Copenhague, Dinamarca, 20 de febrero de 1917
Al cruzar la frontera tuvieron que abandonar el tren, atravesar Dinamarca y embarcar en el puerto de Copenhague. Hércules seguía solitario y taciturno cuando embarcaron en El Estrella de Ártico. Seguía preocupado por la suerte de sus amigos Lincoln y Alicia, aunque confiaba en su capacidad para sobrevivir. En cuanto escaparan, se reunirían con él en el monasterio de Optina. Nadezhda Krúpskaya se puso al lado de Hércules, los dos miraron en silencio cómo se alejaba el barco del puerto.
—¡Qué bello! —dijo Nadezhda.
Hércules no había cruzado media palabra con la mujer de Lenin, pero parecía una mujer inteligente y prudente.
—Nosotros, los humanos, somos los que lo estropeamos todo. Nuestra ambición, el deseo insaciable de poseer, la capacidad que tenemos para justificar nuestros actos es despreciable —dijo Hércules.
—Estoy de acuerdo con usted, aunque me tendrá que reconocer que en esto son peores los hombres —dijo la mujer.
—Tenemos poder, más poder que ustedes. No puedo olvidar una frase del presidente Lincoln: «Si queréis probar el carácter de un hombre, dadle poder». Aunque eso también se aplica a las mujeres —dijo Hércules.
—El nuevo hombre será diferente —dijo Nadezhda.
—¿El nuevo hombre? Todos hablan de él, pero no existe. ¿Cree que unas simples ideas lo pueden cambiar todo? —preguntó Hércules.
—No, es imposible cambiar la forma de ser de un pueblo en una generación, pero en dos o tres crearemos hombres nuevos —dijo Nadezhda.
La sirena del barco resonó en la bahía. Suecia se podía ver frente al puerto. Hércules se puso de espaldas al mar. Extrajo uno de sus puros, lo encendió y aspiró fuerte. El mar le devolvía siempre las ganas de vivir, como si su viejo cuerpo aún recordara sus años como oficial de la armada.
—Señora Lenin, he visto que su esposo ha ordenado la ejecución de esa mujer. Sin juicio, sin derecho a defenderse. ¿Esa es la actitud del hombre nuevo?
—A la gente como Masha no se le puede dar una segunda oportunidad, ha traicionado al partido una vez, casi matan a mi marido. Si él hubiera muerto, junto a su cadáver también habría estado el de toda Rusia —dijo la mujer.
—¿Es verdad que han traicionado a su país? —preguntó Hércules.
—Hemos traicionado un sistema, el zarismo, pero amamos a Rusia. Vladímir conquistará el poder y creará una república proletaria, la primera del mundo. Nunca más habrá pueblos oprimidos por los monarcas y capitalistas —aseguró la mujer.
—Los hombres han estado oprimidos en todos los regímenes, no entiendo por qué el suyo iba a ser diferente —dijo Hércules.
—Servimos a los obreros y campesinos, somos sus pies y sus manos —comentó la mujer.

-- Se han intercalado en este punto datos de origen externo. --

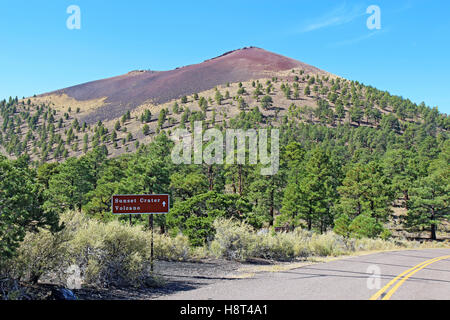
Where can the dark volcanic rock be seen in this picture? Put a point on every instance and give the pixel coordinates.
(128, 91)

—Me temo que son mucho más. Son sus ojos y su cabeza. Disculpe que no comparta su optimismo, pero me temo que el problema es más antropológico. En cuanto esté en territorio ruso los dejaré y me dirigiré al monasterio de Optina. Si me disculpa —dijo Hércules caminando por la cubierta. Aún sentía dolorida la pierna y el brazo, pero podía moverse casi con normalidad.
—Señor Guzrnán Fox, le aseguro que el mundo cambiará mucho en la próxima década. La revolución triunfará.
—Espero que sea para bien, señora Lenin.
Hércules abandonó la cubierta y decidió pasear por uno de los salones. Observó a Lenin rodeado por una cohorte de admiradores que revoloteaban a su alrededor. Parecía encantando con toda aquella atención. No parecía un revolucionario, más bien su aspecto se asemejaba a un escritor. Esa raza petulante y envidiosa que siempre requería la atención de todo el mundo, pensó mientras se acomodaba en uno de los sofás. Abrió el periódico y leyó una noticia sorprendente: «La revolución ha estallado en la ciudad de San Petersburgo».